As a community organized around the Word of God, Christianity emphasizes the power of language to integrate individual humans into a larger whole. The most ancient Christian contemplative practices involve the deliberate repetition of traditional formulas of prayer, particularly the Psalms and the Our Father. The aim is not merely to pronounce the words, but to personally intend the meaning of the text, as Pope Benedict XVI explains (referencing his namesake, the 6th-century monk Benedict of Nursia):

"St Benedict, speaking in his Rule of prayer in the Psalms, pointed out to his monks: mens concordet voci, 'the mind must be in accord with the voice.' The Saint teaches that in the prayers of the Psalms words must precede our thought. It does not usually happen like this because we have to think and then what we have thought is converted into words. Here, instead […] the opposite is true, words come first. God has given us the word […] we must enter into the words, into their meaning and receive them within us, we must attune ourselves to these words; in this way we become children of God, we become like God." (Wednesday audience, September 26, 2012)

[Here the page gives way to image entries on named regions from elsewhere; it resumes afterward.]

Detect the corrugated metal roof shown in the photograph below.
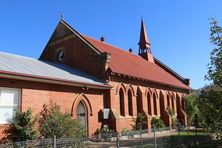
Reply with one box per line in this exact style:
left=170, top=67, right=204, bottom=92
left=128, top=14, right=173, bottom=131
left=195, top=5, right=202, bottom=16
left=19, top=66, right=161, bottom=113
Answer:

Note that this practice demands an act trust or faith, just like ordinary language acquisition, since it requires deliberately speaking words that one does not yet fully understand, initiating a process of cognitive transformation whose results cannot be comprehended in advance. It is ordinarily carried out in a social context that supports this trust and that assists in the path to understanding, and may prove a particularly challenging practice to experiment with individually.

Instructions

This is a very brief practice, about 5 minutes per session, ideally repeated at least three times per day (in the morning, at mid-day, in the evening). Each session consists in the following three steps:

  1. Preparation: find a quiet place to sit down and spend about two minutes in a simple breath attention exercise (e.g., following this video).

  2. Recitation: stand up gently, fold your hands (or use them to hold a copy of the text), and speak the text of the prayer:

    Our Father, who art in heaven, hallowed be thy name,thy kingdom come,thy will be done on earth as it is in heaven.

    Give us this day our daily bread,and forgive us our trespasses as we forgive those who trespass against us,and lead us not into temptation,but deliver us from evil.

    As explained above, the efficacy of the practice requires dedicating full attention to the meaning of each phrase, addressing the words to the Father as if they were your own. This may require a prior review of the text to look up unfamiliar or archaic words, and to remember to open up words like father, heaven, kingdom and bread to their deepest symbolic sense. See the *Catechism of the Catholic Church* (Part IV, Section 2) for an in-depth explanation of each line.

  3. Conclusion: sit down for a minute to write down anything that occurred to you from the recitation, either hesitations/uncertainties about the text itself, or ideas that cast the events of your own day in a new light.